Community health centers
Cynthia Mitchell described the stance of the Massachusetts Association of Community Health Centers: “The association has taken the stance against Question 1,” Mitchell said. “That’s for a set of reasons. I’ll highlight two. One being the competition for nurses; if this question passes, it will put community health centers at a huge disadvantage from hospitals. Hospitals can traditionally pay more, and they’ll be in a position where they’ll experience a severe shortage of R.N.s. The second reason is cost. The cost of implementing this is going to be millions and millions. Healthcare centers question whether that money isn’t better spent at the preventative end of healthcare problems — keeping people out of hospitals and acute care, rather than spending on acute care happening in the hospitals.”

 

  • I find it interesting that the folks that own and operate the hospitals at the executive level want to vote no on this Question, but those folks who are regular paid staff in hospitals want to vote yes. It seems the vote yes on question 1 folks have the better argument and more people behind them. I think I’ll vote yes on Question 1.

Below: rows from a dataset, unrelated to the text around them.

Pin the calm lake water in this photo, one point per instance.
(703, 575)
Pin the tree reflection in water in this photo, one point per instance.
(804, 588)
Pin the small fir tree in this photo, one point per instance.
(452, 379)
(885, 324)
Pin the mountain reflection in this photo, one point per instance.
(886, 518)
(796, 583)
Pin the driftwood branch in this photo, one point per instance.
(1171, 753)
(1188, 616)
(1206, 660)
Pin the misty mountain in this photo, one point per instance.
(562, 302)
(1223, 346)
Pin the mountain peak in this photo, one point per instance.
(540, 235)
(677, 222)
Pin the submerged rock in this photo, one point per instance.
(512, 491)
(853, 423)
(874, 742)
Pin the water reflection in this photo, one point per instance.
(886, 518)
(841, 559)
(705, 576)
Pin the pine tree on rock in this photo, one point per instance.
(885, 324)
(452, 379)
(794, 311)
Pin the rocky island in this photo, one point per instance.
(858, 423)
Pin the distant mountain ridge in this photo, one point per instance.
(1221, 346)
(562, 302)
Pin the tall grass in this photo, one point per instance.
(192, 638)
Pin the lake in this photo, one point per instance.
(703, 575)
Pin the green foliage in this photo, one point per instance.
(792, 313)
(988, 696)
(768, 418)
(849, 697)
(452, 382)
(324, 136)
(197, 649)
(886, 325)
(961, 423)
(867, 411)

  • Except, those who support the bill have spent over $10 million dollars if you check campaign finance records.

  • this is a case of “helicopter government”.
    I understand that having more nurses could lead to better care–nurses are , after all, the best thing going in the health care industry, but there is an economic reality that has to be addressed. I am not confident that a bureaucrat who sits at a desk all day is the best person to decide how much my health care will cost.

    • From what I’ve read of your posts, you think all government is “helicopter government”.

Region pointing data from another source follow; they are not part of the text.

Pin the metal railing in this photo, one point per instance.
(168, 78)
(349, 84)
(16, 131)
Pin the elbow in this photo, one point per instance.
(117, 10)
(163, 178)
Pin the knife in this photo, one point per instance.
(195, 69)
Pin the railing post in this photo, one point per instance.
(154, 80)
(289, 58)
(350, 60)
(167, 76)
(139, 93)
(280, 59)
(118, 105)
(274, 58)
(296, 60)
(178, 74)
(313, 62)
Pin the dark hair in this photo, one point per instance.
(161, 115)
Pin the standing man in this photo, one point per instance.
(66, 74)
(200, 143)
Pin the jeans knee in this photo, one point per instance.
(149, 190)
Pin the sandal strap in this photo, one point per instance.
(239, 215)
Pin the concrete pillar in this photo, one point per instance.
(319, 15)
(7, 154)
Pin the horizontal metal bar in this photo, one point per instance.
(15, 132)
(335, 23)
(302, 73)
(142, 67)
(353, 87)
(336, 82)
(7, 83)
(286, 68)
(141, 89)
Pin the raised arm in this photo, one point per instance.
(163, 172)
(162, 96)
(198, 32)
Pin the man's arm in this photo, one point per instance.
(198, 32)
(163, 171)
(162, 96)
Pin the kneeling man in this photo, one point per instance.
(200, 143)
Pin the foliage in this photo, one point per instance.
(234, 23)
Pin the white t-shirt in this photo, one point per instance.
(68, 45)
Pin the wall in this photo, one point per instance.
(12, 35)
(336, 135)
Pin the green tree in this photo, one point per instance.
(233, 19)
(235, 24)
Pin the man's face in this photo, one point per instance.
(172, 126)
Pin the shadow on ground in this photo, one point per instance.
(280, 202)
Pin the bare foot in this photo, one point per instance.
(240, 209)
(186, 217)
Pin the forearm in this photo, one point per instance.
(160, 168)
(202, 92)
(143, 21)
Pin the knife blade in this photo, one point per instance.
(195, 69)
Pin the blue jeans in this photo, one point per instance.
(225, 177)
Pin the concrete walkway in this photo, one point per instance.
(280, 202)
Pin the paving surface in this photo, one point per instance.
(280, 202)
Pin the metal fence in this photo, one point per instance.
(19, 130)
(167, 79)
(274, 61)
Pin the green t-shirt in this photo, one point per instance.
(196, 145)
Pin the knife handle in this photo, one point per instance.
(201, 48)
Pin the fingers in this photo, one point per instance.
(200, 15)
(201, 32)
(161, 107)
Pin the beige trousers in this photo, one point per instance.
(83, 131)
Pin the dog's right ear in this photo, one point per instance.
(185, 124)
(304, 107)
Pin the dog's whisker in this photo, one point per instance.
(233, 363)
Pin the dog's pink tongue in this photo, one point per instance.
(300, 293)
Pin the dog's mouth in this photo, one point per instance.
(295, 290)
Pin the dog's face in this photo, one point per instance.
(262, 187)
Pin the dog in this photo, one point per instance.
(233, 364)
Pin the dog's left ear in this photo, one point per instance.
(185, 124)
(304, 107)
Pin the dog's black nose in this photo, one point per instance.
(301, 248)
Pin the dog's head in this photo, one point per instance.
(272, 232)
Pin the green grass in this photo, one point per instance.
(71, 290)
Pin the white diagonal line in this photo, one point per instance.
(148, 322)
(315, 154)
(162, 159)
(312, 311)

      I think Question 1 tries to address overpaid executive leadership and top heavy corporate hierarchy at for profit hospitals.

      • But nearly all hospitals in Massachusetts are not for profit. So, again how does a bill that is aimed at all hospitals in the state penalize the few for-profit organizations?

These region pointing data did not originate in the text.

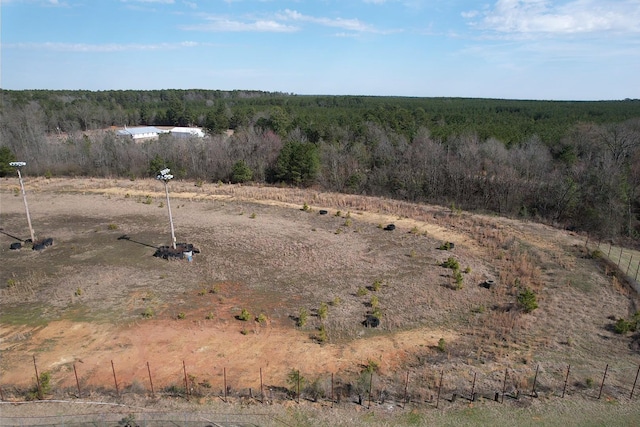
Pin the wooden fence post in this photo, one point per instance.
(224, 376)
(186, 380)
(261, 387)
(634, 382)
(439, 388)
(473, 387)
(535, 379)
(77, 382)
(37, 378)
(564, 389)
(603, 378)
(406, 386)
(150, 380)
(115, 380)
(504, 385)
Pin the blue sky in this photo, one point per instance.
(514, 49)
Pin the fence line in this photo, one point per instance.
(550, 380)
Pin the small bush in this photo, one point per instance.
(445, 246)
(374, 302)
(451, 263)
(527, 300)
(302, 317)
(323, 311)
(244, 315)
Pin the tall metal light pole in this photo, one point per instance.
(19, 165)
(165, 176)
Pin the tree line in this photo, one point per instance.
(572, 164)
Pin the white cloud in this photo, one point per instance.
(529, 17)
(354, 25)
(220, 24)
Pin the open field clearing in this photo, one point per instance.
(100, 306)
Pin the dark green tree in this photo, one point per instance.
(241, 172)
(298, 163)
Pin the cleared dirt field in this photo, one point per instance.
(102, 303)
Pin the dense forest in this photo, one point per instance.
(568, 163)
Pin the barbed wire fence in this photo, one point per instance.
(368, 388)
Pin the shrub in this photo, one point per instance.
(527, 300)
(451, 263)
(302, 317)
(244, 315)
(374, 301)
(445, 246)
(323, 311)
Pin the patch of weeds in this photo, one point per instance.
(527, 300)
(44, 389)
(371, 366)
(362, 291)
(323, 311)
(295, 380)
(303, 316)
(244, 315)
(322, 336)
(451, 263)
(374, 302)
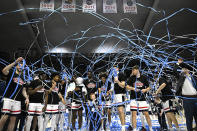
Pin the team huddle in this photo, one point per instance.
(47, 97)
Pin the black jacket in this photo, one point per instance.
(181, 79)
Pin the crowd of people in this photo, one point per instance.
(31, 104)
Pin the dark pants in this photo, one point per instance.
(162, 121)
(190, 107)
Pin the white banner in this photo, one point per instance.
(109, 6)
(46, 5)
(68, 5)
(130, 6)
(89, 5)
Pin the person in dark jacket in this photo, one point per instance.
(187, 89)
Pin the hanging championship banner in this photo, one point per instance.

        • You are right. The top overpaid and top heavy organizational hierarchy is a problem whether they be for profit or non-profit.

  • One reason I am voting ‘Yes’ on Question 1 is my memory of hours spent with my mother, my wife, my children, and other loved ones in hospitals hearing the incessant din of alarms, and even occasional cries and groans of distress.

    I’m not talking about war zone triage nor even about the ER, I’m talking about inpatient care in major Boston hospitals (MGH, B&W, etc.). Nurses can’t answer the alarms right away when they’re busy with other patients. Delay addressing medical needs is not good healthcare. The din itself is stressful, antithetical to healing.

    “First, do no harm” rules doctors and nurses. Not so, administrators. The economic ‘forces’ they bend to are not rules of nature, they result from human inventions that define what a market currently is. Question 1 subordinates the latter to the former. Sure, everybody wants to reduce healthcare costs. Reducing essential staff is not the way to do it. You get what you pay for.

    One recent mailing quotes Donna Glynn, President of the ANA: “Under Question 1’s strict nursing quotas, hospitals will have to close the beds we need to fight our opioid crisis.” Nurses don’t close hospital beds, hospital administrators do. Translated, this is a threat: “If you make us provide more nurses, we’ll stop providing beds for opiate victims.” (And “quota” is a familiar dog whistle. It’s only a change to the staffing guidelines or ‘quotas’ that are in place now.) Other glossy fliers claim that only a demonized “nurse’s union” wants Question 1. Ask a nurse if having more nurses on the floor would be a bad thing.